SDLF1DAM-800G-1HA1_A02A4508 ATA SDLF1DAM-800G-1H 9 Power_On_Hours 0x0032 096 096 000 Old_age Always - 10449655434724

The actual raw hexadecimal value:

1300000DE4

0xDE4 = 3556 hours

I asked on Reddit on r/datahoarder and people have been saying that it’s totally normal for the first few bits to represent something different. smartctl -A takes this into account correctly, but the command that the checkmk plugin use doesn’t, most likely because it takes the raw value directly instead. This is a bug in the plugin for some drive manufacturers.

I think there is no real and easy solution for this problem.
On one of my test machines the Output from “smartctl -A” looks like this 59675h+10m+30.640s for the power on hours.
In your case, you have also some extra output beside the real hours.
I would think this is the reason why they fetch the RAW value for the power on hours with the agent plugin.
Also this text output must not be correct. It looks like there are Intel SSDs there outside who output something like this. 931146h+18m+05.460s over 100 years :smiley:
The power on hours are not relevant on my systems only the error or wear counter.
https://utcc.utoronto.ca/~cks/space/blog/tech/SMARTWeirdPowerOnHours
In the end don’t trust smart values too much.
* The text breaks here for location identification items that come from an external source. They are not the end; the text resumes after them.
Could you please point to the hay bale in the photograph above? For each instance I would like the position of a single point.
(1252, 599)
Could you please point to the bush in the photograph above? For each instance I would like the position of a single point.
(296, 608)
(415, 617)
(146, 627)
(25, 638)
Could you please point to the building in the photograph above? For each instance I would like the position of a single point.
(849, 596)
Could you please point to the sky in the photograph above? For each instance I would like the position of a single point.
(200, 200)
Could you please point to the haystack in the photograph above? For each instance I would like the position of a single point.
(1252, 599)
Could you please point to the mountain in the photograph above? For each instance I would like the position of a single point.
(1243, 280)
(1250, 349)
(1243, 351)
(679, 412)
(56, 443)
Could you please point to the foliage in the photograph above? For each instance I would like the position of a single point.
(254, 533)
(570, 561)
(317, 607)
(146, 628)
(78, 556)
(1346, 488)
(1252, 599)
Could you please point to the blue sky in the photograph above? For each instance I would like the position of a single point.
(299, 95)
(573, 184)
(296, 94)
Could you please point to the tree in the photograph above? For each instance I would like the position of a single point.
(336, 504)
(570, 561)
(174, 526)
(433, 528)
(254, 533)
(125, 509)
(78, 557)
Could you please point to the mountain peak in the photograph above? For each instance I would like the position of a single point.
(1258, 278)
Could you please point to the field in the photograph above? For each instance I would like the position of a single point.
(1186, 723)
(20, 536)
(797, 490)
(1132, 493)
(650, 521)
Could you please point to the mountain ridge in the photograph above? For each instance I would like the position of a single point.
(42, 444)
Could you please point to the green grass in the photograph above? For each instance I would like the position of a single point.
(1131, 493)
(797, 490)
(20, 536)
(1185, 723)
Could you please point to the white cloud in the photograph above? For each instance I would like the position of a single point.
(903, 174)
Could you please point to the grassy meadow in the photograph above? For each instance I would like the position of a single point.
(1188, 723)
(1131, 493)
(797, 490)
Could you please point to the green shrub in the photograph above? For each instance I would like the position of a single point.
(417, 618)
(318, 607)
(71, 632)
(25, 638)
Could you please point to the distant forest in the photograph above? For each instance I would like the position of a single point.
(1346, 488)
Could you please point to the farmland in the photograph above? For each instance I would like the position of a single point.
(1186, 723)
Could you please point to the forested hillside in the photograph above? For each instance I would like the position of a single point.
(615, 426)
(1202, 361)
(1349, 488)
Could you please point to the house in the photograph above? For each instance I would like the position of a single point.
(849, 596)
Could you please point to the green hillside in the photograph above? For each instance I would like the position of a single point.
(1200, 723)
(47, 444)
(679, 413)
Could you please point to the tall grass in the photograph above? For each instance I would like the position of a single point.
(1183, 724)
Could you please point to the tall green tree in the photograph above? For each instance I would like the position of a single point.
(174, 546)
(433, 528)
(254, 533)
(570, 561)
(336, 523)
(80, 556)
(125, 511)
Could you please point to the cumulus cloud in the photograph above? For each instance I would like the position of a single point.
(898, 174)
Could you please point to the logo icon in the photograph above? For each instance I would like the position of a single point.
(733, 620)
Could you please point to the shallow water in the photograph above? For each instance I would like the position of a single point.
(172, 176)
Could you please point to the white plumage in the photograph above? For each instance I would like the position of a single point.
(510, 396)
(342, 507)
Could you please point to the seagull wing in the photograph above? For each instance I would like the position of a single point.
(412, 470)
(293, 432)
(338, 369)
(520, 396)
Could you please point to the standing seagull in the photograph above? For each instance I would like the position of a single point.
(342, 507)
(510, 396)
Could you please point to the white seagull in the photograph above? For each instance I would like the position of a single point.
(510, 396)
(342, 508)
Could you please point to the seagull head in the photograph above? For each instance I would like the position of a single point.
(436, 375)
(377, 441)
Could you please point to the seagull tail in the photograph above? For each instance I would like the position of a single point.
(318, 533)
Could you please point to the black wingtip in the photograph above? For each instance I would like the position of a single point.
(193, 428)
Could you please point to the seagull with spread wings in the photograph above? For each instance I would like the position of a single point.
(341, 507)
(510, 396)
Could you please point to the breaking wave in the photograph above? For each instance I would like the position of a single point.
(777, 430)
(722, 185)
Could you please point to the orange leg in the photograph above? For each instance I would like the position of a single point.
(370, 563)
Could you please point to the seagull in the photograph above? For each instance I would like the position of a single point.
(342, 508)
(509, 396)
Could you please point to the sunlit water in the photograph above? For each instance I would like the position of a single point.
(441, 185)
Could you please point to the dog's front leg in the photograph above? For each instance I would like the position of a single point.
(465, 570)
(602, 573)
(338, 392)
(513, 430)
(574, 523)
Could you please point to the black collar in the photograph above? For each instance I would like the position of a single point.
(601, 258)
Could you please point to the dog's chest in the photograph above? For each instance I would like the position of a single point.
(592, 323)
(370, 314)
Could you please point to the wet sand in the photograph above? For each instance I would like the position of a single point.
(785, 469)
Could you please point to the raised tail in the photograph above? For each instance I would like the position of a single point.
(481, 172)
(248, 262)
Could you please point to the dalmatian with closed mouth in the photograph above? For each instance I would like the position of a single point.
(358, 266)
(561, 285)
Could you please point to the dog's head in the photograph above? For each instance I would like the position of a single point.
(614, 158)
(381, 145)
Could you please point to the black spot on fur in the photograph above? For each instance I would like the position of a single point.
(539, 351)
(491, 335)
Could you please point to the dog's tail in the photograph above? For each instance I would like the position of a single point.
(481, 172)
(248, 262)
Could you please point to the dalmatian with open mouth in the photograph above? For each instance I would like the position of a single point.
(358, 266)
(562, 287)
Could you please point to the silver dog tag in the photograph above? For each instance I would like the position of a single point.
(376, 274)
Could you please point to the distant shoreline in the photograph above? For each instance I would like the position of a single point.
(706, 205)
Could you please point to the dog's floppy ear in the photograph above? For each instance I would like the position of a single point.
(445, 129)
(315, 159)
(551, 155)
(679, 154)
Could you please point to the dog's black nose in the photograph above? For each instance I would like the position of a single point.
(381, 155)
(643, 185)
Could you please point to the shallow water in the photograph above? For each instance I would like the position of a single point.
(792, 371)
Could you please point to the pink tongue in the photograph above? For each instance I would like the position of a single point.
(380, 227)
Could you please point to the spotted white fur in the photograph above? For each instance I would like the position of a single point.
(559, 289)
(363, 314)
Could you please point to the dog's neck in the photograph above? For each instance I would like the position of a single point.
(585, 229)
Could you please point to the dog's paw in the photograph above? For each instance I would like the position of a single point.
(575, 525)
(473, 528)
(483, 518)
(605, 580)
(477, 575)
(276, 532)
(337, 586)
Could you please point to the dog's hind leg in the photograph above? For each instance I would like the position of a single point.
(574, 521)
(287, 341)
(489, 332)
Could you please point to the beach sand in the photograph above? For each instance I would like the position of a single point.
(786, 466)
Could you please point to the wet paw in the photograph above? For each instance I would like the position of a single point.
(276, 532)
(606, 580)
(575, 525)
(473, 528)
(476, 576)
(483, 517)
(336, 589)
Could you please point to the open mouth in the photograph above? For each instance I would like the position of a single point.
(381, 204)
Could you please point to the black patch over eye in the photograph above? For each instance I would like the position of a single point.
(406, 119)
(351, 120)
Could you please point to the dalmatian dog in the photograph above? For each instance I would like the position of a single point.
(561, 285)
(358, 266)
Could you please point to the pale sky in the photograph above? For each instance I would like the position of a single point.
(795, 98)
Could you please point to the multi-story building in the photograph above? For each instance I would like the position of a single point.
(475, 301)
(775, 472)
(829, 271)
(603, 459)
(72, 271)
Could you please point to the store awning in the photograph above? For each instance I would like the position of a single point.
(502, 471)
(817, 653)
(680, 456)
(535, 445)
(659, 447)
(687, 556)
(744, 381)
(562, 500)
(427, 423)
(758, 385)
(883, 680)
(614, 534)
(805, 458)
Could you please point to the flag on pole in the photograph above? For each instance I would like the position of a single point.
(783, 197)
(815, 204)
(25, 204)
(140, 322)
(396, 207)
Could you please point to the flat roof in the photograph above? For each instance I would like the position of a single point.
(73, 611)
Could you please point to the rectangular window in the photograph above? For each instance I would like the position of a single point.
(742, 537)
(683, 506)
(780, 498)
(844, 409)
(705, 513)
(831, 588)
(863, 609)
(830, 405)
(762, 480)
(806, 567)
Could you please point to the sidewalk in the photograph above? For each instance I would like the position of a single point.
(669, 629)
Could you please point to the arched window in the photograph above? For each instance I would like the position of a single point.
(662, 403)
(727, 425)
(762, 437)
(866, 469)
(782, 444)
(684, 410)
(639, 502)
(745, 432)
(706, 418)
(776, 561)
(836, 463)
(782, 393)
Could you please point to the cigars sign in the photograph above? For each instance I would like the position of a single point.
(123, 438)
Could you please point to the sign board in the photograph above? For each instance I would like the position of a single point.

Haven’t had much time to put into this but the easy workaround is to edit the smart agent plugin. There are already exceptions in the agent plugin for specific vendors with different parameters for smartctl. Adding an exception for my drives and doing a pull request would be the best outcome overall, but I suspect there are too many specific cases for Checkmk to start merging pull requests like this.

The ideal would be to add an option in WATO to either use the output of smartctl -a as-is or the raw values. There would be a default option and if it doesn’t work with your drives, you can try the other one. I haven’t (yet) learned how to code to add WATO settings, so the quick fix for me now is just to remove the option to use raw values in the plugin for this specific server I’m deploying the plugin on:

sed -i -e 's/-v 9,raw48 //g' /usr/lib/check_mk_agent/plugins/smart

Since the plugin deployment is all scripted on my side, this should work for the foreseable future.